When Andrea Koch of the US Studies Centre at the University of Sydney addressed a conference at Texas A&M in May, she put soil in its place: as the engine room of human existence.

“Soil is vital for solving the top five big issues for the globe: food security, water security, energy security, climate regulation and biodiversity,” said Ms Koch, program leader of the US Study Centre’s Soil Carbon Initiative.

“Soil also provides most of what is needed to keep the human body healthy. Humanity relies on the ongoing provision of ecosystem goods and services, and this can only be achieved with a soil resource that is utilised according to its capability, and managed properly to maintain its condition.”

Agriculture is key to soil security, Ms Koch told the Texas A&M audience.

“When it comes to soil management, our best farmers absolutely understand that their soil is their fundamental production asset, and they treat it accordingly. Best farming practice today has an integrated approach to soil improvement and productivity improvement.

“That is the aim of soil security — the win-win of improved soil condition for natural resource and productivity outcomes. Many of our farmers are already securing the soil on our behalf, but we are not giving them the credit for it.”

Ms Koch translated that message into the US Study Centre’s own conference in Canberra in June.

The Soil and Big Data conference looked at the role of always-on, interconnected data in enhancing soil management and farmer productivity.

“In areas like plant breeding, agronomy, fertiliser management, we’re at the end of the technology curve, and we’re now looking for incremental improvements,” she said.

“We haven’t focused on soil productivity at all as a big area of focus for productivity growth. And the technology will enable it.”

The value is not in the data — of which there are already terabytes lying idle in farm computers — but what meaning is extracted from it. 

Speakers representing the US multinationals Climate Corporation and John Deere illustrated the growing interest that professional service providers have in being a conduit for data collected from farms, which they will analyse and value-add.

For instance, John Deere is looking to collect performance data from all its nextgeneration combines (with owner approval), which will then provide benchmarks to tell Deere combine operators whether they are running at peak performance.

Climate Corporation collects thousands of points of data from field soils and from weather stations to offer prescriptions to farmers intended to maximise yield.

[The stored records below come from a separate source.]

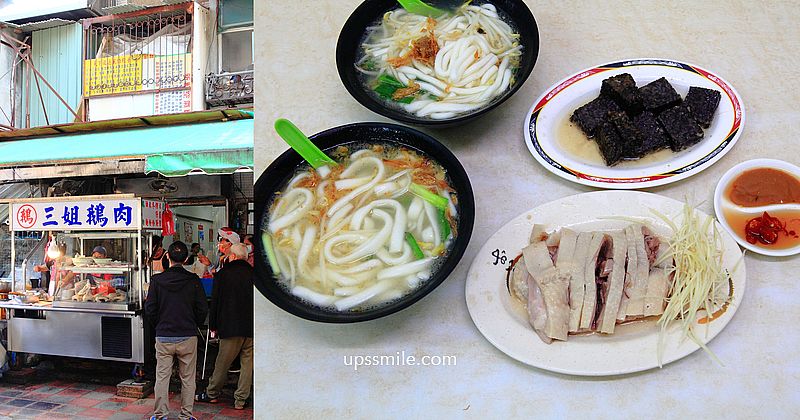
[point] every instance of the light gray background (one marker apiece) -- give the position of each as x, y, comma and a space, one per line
300, 370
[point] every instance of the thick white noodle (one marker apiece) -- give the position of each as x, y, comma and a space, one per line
399, 227
365, 248
380, 170
390, 259
467, 69
413, 267
363, 296
313, 297
357, 254
298, 203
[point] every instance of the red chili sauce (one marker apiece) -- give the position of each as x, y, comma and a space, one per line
762, 187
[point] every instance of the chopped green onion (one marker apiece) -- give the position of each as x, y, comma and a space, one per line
273, 260
427, 195
444, 225
385, 79
415, 249
388, 85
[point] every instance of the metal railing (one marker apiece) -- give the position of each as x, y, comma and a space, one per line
138, 52
224, 89
123, 6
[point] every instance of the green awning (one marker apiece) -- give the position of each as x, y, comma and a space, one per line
212, 163
210, 147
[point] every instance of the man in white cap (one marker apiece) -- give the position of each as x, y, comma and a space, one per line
227, 237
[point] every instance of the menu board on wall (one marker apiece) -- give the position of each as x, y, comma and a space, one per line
87, 214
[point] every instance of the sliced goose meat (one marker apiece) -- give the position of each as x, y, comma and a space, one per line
537, 310
658, 284
554, 288
612, 287
518, 283
577, 284
639, 271
590, 280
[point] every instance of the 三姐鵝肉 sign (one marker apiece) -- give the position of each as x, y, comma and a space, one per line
101, 214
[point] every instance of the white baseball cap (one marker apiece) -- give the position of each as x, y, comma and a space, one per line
229, 234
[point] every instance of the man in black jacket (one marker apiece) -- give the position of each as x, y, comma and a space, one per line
232, 318
176, 306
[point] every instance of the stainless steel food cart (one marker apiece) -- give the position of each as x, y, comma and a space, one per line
95, 309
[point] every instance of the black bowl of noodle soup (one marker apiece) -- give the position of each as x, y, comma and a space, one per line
362, 241
440, 72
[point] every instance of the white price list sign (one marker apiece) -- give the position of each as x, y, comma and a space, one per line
102, 214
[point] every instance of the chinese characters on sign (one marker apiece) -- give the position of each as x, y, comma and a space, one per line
76, 215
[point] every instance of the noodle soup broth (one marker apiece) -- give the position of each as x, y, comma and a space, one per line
440, 68
375, 228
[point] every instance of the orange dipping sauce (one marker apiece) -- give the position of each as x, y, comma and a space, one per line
764, 186
778, 229
787, 238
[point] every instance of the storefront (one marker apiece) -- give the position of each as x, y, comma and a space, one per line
93, 306
200, 164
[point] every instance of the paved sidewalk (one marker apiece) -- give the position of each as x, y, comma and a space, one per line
60, 399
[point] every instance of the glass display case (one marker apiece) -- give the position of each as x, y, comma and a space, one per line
112, 280
96, 251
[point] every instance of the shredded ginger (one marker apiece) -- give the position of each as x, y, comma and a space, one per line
700, 281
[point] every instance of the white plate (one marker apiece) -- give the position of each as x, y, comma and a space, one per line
547, 125
721, 202
632, 347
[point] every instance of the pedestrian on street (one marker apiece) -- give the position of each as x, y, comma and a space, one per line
248, 241
231, 318
227, 237
176, 306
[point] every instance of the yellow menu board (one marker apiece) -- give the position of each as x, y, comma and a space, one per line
102, 76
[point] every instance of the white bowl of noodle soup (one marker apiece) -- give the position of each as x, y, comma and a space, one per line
482, 54
348, 257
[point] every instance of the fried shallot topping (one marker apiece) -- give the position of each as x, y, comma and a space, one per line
401, 93
423, 49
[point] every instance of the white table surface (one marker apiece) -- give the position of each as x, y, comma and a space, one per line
300, 365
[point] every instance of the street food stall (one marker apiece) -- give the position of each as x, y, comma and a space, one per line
93, 307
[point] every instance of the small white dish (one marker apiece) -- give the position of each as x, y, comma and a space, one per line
721, 203
583, 164
634, 348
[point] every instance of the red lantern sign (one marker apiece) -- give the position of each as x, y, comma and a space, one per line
167, 222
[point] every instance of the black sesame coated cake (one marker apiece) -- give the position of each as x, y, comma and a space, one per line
630, 137
610, 143
590, 116
702, 104
682, 129
622, 90
659, 95
654, 137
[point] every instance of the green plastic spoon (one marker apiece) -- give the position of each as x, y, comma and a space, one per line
301, 144
418, 7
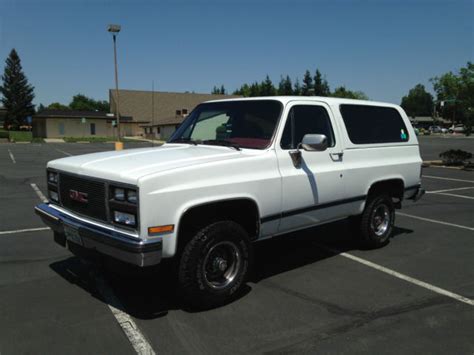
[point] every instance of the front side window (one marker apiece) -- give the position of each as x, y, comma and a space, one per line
246, 124
306, 119
373, 124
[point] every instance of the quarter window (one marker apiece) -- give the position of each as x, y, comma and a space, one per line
306, 119
373, 124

Alternatively, farmers can use increasingly cheap data to harvest and manage data themselves.

West Australian farmer Brad Jones told the conference he had 450 soil test zones on his 11,000ha Tammin farm. From the data he collects, he minutely analyses how much nutrient he needs to add to get the best crop based on a risk profile of the soil.

If the soil is only capable of producing a 1.5t/ha crop in an average year, and the crop fails fast in a poor year, Mr Jones cuts back on nutrient inputs to lower the risk of losing money on the crop.

The third channel for “big data” is via industry-approved schemes. The livestock sectors — dairy, pork, beef — already have schemes for collecting genetic data and processing it to improve productivity in their sectors.